Eu enviei uma mensagem a ela, contei quem eu era e que poderia ajudar. Ela me ligou imediatamente. Nós conversamos por cerca de uma hora, durante a qual eu tentava responder da melhor forma todas as questões dela. Eu também dei a ela quatro sugestões de como enfrentar o fato de ter um tumor benigno mas grande, que são: 1. Não contar a ninguém, eles sempre vão chorar e achar que você está prestes a morrer. 2. Ter um pequeno círculo de cerca de cinco amigos para quem você pode ligar diariamente e que vão te acalmar quando a cirurgia estiver se aproximando. 3. Nunca, jamais faça uma pesquisa no Google sobre seus sintomas quando não conseguir dormir. 4. Correr. Correr ajuda a desfazer as rugas de preocupação em sua mente e, no melhor dos casos, em seu corpo. No ano passado, seis meses depois da minha bem sucedida cirurgia na qual o tumor foi removido, eu corri a London Marathon em menos de quatro horas.

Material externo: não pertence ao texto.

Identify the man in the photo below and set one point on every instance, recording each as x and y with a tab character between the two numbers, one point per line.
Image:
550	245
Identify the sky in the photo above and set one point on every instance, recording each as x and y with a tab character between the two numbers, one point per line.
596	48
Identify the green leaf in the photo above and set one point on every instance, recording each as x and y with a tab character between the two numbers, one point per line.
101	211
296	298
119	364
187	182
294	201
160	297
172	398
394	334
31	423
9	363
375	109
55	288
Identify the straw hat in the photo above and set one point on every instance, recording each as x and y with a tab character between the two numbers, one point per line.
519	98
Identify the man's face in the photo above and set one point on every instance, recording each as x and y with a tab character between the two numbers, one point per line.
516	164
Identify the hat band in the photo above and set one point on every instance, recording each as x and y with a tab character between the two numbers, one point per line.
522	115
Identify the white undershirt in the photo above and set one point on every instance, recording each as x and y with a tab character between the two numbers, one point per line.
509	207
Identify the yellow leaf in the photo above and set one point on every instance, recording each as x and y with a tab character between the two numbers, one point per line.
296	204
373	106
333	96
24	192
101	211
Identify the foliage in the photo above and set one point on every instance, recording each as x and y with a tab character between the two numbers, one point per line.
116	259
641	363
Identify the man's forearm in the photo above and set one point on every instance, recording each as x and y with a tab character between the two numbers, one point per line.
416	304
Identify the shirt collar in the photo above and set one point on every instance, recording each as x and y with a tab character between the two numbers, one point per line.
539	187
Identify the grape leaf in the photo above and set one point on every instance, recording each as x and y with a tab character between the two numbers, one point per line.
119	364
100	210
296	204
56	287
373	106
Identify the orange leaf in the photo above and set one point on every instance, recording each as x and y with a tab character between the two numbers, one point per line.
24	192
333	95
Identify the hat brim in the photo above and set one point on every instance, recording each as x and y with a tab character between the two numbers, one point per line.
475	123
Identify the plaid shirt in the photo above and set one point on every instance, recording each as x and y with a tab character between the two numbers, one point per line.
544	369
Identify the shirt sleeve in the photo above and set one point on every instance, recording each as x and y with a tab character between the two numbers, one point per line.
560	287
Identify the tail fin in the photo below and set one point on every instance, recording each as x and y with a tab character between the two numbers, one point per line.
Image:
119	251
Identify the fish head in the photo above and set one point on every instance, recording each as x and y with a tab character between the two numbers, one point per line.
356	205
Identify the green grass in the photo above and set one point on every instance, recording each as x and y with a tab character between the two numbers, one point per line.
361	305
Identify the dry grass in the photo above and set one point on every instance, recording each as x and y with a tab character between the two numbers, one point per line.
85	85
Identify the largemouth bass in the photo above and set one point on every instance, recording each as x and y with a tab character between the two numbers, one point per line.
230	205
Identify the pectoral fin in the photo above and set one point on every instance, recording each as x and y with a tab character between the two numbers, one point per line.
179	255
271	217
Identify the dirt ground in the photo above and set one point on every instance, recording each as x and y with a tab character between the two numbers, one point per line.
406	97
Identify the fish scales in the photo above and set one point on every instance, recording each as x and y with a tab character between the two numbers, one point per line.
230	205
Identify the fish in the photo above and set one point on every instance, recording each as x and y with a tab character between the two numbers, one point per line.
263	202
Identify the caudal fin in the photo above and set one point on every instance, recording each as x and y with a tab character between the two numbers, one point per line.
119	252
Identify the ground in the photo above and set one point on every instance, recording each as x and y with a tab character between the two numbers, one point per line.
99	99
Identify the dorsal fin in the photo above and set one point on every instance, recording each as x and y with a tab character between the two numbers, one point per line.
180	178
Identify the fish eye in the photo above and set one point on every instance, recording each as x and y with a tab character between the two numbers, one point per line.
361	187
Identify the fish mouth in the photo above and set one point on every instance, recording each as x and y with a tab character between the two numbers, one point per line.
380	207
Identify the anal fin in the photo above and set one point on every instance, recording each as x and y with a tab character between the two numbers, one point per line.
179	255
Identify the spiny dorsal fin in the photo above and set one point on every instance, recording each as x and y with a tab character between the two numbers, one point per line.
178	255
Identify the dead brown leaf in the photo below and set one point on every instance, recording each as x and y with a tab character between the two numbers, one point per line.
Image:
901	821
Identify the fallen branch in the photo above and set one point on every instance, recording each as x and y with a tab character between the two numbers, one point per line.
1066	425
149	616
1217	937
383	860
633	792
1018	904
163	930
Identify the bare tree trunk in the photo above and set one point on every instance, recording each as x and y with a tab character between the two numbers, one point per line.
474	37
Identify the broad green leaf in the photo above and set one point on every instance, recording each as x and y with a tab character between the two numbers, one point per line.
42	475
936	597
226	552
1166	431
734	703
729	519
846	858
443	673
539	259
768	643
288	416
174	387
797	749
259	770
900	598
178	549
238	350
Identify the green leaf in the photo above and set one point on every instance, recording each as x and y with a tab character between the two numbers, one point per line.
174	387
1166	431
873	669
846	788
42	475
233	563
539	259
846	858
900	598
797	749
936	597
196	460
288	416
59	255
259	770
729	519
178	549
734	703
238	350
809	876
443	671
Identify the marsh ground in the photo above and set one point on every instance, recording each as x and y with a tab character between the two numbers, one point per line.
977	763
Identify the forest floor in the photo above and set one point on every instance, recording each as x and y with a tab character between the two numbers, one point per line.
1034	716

Em minha ligação para Barbara eu contei a ela o que passou pela minha cabeça quando eu vi a linha de chegada à minha frente: a memória da minha vida inteira. “Você vai chegar lá”, eu disse a ela, “você vai passar por isso, você vai sobreviver”. Mesmo que estivéssemos as duas aos prantos a essa altura, eu podia perceber que ela sorria e eu sabia que ela estava pronta para pegar na minha mão e acreditar em mim, mesmo que ela estivesse tão assustada. Foi o mesmo que dar um abraço nela. Na verdade, foi melhor.